Bénin : un air de décrispation

La rencontre entre le président béninois, Patrice Talon et son prédécesseur, Yayi Boni, semble porter ses fruits sur le tard. Lors de leur entrevue qui a eu lieu en septembre 2021, Yayi Boni avait formulé un certain nombre de revendications, notamment la libération des prisonniers politiques. Elles sont en train d’être prises en compte ces derniers temps. En effet, la Cour de répression des infractions économiques et du terro-risme a ordonné, le mardi 14 juin 2022, la « libération provisoire » de 17 détenus sous mandat de dépôt pour « atteinte à la sureté de l’Etat ».

Des militaires et un membre du parti de l’opposant Sébastien Adjavon sont les heureux élus de cet air de décrispation qui est en train de souffler au pays de Béhanzin. Même si deux grandes figures de l’opposition, Reckya Madougou et le professeur Joël Aivo demeurent encore dans les geôles, la libération des 17 personnes est déjà le signe que les lignes sont en train de bouger en faveur d’un apaisement de l’atmosphère sociopolitique au Bénin. Un fléchissement du camp présidentiel qui est inhérent aux différentes initiatives portées par l’Eglise, la société civile et l’opposition en faveur d’une décongestion de l’ambiance politique qui, il faut le dire, a été étouffante depuis un bon moment.

La décision de la Cour de répression des infractions économiques et du terro-risme ouvre les perspectives d’une reprise du débat démocratique dans un contexte de pluralité. Si le président Talon est dans une dynamique de permettre à l’ensemble des acteurs politiques de reprendre leur place sur l’échiquier politique béninois, il devra se résoudre à accorder sa grâce aux deux figures de l’opposition que sont Mme Madougou et M. Aivo. Dans le même élan, il devra créer les conditions d’un retour des exilés politiques si tant sa volonté est de rassembler tous les Béninois par-delà leurs obédiences politiques autour des défis actuels du pays. Les élections législatives non inclusives de 2019 ont écarté bon nombre de partis politiques de l’espace public, toute chose qui a amené certains à taxer Patrice Talon d’antidémo-crate.
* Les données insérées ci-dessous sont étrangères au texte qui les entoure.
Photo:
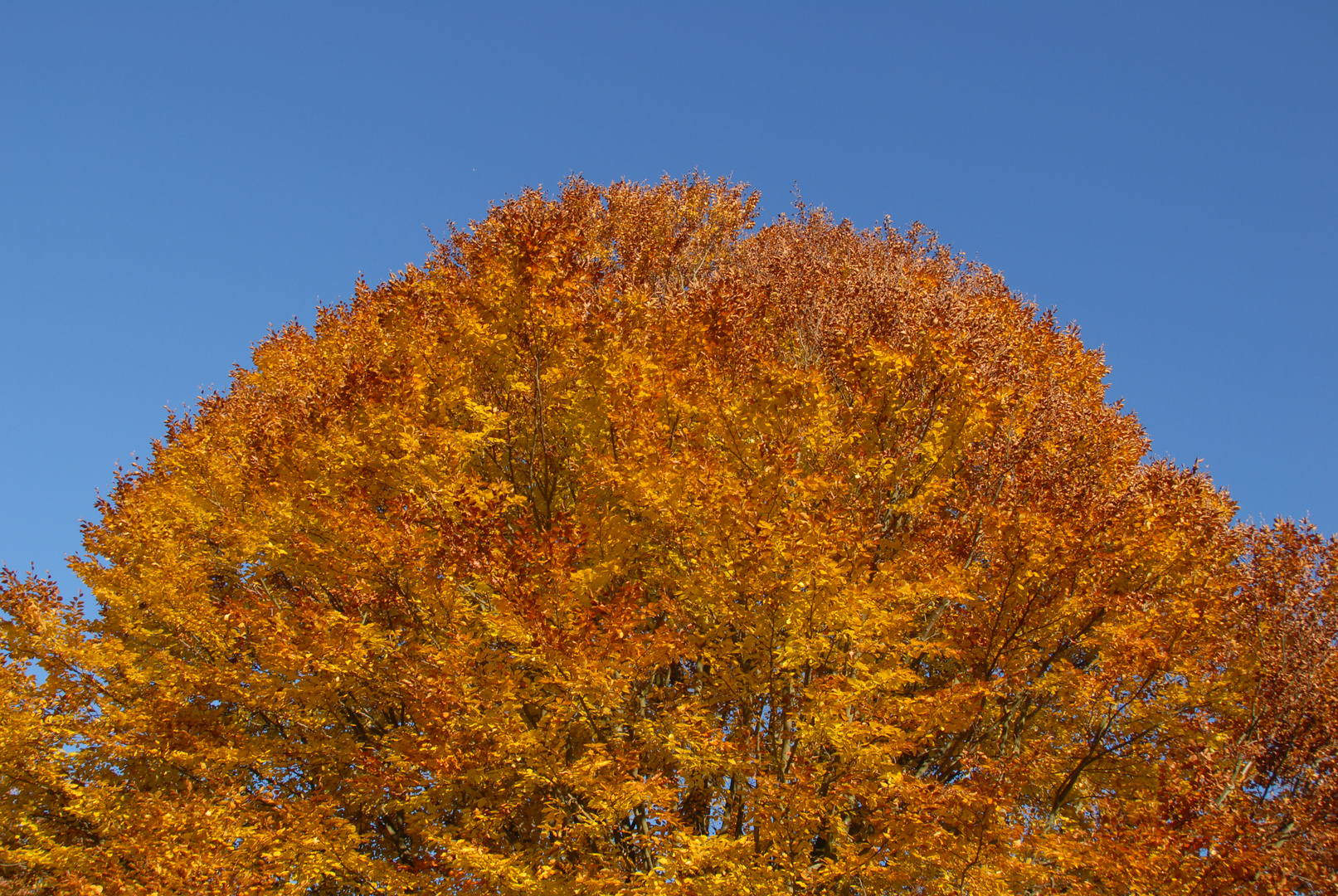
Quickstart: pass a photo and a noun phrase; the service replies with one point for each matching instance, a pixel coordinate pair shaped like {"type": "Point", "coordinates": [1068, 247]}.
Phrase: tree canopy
{"type": "Point", "coordinates": [628, 546]}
Il est temps de renverser la tendance, puisque l’on suppose que cette traversée du désert a quelque peu étouffé pour toujours les appétits de certains aventuriers qui s’étaient hasardés sur le champ politique. Seuls ceux qui sont véritablement attachés à un idéal politique ont dû survivre à cette disette. Au moment où il exécute son deuxième mandat à la tête du pays et probablement le dernier, Patrice Talon a la lourde responsabilité de rassembler tous ses concitoyens autour de l’unité nationale. C’est à son honneur de laisser un Bénin où toutes les sensibilités politiques pourront s’exprimer librement. Cette parenthèse de détente qui vient s’ouvrir devra offrir la chance à d’autres leaders politiques privés de liberté. Il ne devrait pas y avoir de souci s’il y a une volonté réelle d’ouvrir une nouvelle page en faveur de l’expression démocratique au quartier latin de l’Afrique de l’Ouest.